The new administration rule would render migrants ineligible for asylum if they do not apply for (and get denied) asylum in one of the countries they pass through en route to the United States. But under current federal law, any person on U.S. soil — including undocumented immigrants, whether they just crossed the border or were detained in the interior — who requests asylum or expresses a fear of persecution if returned to a home country must be given an asylum interview.
So the administration is arguing that the INA also gives the attorney general and the Homeland Security secretary the discretion to set “conditions or limitations” that would render asylum seekers ineligible for it. In this case, the condition is that they must apply for — and be denied — application in another country through which they pass.
Given that most asylum seekers now come from Central America, this would severely curtail asylum requests along the U.S.-Mexico border As Michael D. Shear and Zolan Kanno-Youngs point out for the New York Times, it would mean Hondurans and Salvadorans must apply in either Guatemala or Mexico, and Guatemalans would have to apply in Mexico — and be denied — which would “stop virtually all Central American families who are fleeing persecution and poverty from entering the United States.”
But the INA also requires that any such conditions placed on asylum eligibility must also be consistent with the statute, and here is where the ACLU sees a vulnerability.
As Gelernt tells me, the INA expressly points to only two scenarios under which asylum can be denied on the basis of having passed through another country. The first is when the United States has entered into a “safe third country” agreement with that country; the second is when the asylum seeker has already firmly resettled in that country.
Neither of these scenarios would apply to the vast majority of those who would be denied asylum under the new administration rule, Gelernt points out.
This has some important parallels in another failed effort to restrict asylum. The administration recently tried to deny asylum to anyone who crosses the border between official ports of entry, citing the same discretion to set “conditions.”
But the courts blocked the move, noting that the INA expressly says asylum seekers can apply no matter where they enter the country. (It’s now being litigated on the merits.) In this case, the administration tried to evade Congress’ intent in preventing such a denial — asylum seekers are often fleeing horrific conditions and can’t plan exactly where they enter — and was stopped.
It’s not yet clear whether the current battle will be quite as clear cut. But what’s particularly interesting here is the larger issues to which this points.
Gelernt notes that the fact that Congress expressly set conditions under which asylum might be restricted against those crossing through other countries means Congress deliberated over whether that might be an appropriate basis for denying it, and decided it wasn’t.
“Congress has thought about this issue, and decided that transiting through another country is not a sufficient basis to render somebody ineligible for asylum,” Gelernt told me.
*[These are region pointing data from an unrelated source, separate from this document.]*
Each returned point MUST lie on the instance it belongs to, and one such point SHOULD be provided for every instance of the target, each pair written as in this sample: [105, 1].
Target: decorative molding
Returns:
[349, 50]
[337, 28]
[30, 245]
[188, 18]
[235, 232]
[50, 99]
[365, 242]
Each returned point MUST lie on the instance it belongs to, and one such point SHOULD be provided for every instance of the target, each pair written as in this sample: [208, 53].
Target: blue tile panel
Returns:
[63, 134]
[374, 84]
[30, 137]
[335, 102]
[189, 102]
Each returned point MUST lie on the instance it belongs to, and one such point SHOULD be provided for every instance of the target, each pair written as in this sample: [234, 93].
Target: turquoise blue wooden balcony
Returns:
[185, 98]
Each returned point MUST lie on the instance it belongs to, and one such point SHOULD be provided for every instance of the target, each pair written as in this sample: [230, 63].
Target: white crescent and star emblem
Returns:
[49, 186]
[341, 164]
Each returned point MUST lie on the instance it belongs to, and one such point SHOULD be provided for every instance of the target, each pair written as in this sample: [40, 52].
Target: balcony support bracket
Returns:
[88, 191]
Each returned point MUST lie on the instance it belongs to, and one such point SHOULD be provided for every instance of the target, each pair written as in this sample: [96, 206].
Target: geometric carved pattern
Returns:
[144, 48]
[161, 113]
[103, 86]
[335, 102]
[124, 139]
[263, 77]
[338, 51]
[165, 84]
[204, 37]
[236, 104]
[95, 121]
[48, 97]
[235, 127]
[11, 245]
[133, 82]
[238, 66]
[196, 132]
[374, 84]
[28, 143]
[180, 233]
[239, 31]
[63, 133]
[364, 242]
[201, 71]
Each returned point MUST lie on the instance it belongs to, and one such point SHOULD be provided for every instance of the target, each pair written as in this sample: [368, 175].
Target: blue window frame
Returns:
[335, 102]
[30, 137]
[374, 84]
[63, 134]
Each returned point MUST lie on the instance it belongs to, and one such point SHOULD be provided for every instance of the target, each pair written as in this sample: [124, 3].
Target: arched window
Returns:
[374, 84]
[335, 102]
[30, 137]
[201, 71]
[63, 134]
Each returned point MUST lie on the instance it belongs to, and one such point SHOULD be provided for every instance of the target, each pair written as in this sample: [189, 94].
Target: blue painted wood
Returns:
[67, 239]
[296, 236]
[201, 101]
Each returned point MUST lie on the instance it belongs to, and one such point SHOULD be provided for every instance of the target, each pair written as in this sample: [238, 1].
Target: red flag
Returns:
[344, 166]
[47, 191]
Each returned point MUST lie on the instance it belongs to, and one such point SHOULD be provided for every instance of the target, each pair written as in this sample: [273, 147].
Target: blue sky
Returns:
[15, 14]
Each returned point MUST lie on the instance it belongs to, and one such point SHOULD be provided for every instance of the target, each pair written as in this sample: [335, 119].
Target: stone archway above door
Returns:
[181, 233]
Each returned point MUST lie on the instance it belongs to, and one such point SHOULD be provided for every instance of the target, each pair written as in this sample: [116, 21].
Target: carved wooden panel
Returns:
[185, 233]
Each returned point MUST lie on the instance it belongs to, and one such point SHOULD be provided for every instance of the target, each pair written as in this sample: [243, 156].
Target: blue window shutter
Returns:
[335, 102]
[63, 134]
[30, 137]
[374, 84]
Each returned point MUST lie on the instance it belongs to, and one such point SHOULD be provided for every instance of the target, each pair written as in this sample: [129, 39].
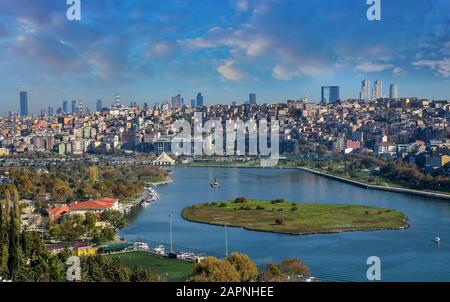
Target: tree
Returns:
[213, 270]
[140, 274]
[244, 266]
[272, 273]
[14, 235]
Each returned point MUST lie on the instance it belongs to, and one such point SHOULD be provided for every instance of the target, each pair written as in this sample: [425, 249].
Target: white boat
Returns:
[160, 250]
[215, 184]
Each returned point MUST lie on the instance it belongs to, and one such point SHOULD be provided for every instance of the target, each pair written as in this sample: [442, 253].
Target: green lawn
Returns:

Notably, the two conditions under which the INA justifies denying asylum based on crossing through another country — a third-country agreement, or a migrant being firmly resettled — are both conditions that would generally require more cooperation between the United States and other countries.
But Trump has moved directly in the opposite direction, moving to cut off aid to Central American countries, even though that aid would address many of the root causes of migrations. At the same time, the administration is doing everything it can to choke off ways of applying for refuge here, and making regional diplomacy as a means for refugee sharing less likely.
Thus, Congress contemplated more regional cooperation as one route to creating the exceptions to asylum eligibility that Trump is now claiming. So in a sense, the vulnerability of the latest lawsuit points to the folly of the administration’s broader approach.
And that approach has now veered in a truly radical direction.
“This is the most extreme measure they’ve taken,” Gelernt said. “This would effectively eliminate asylum at the southern border.” Hopefully, it won’t last.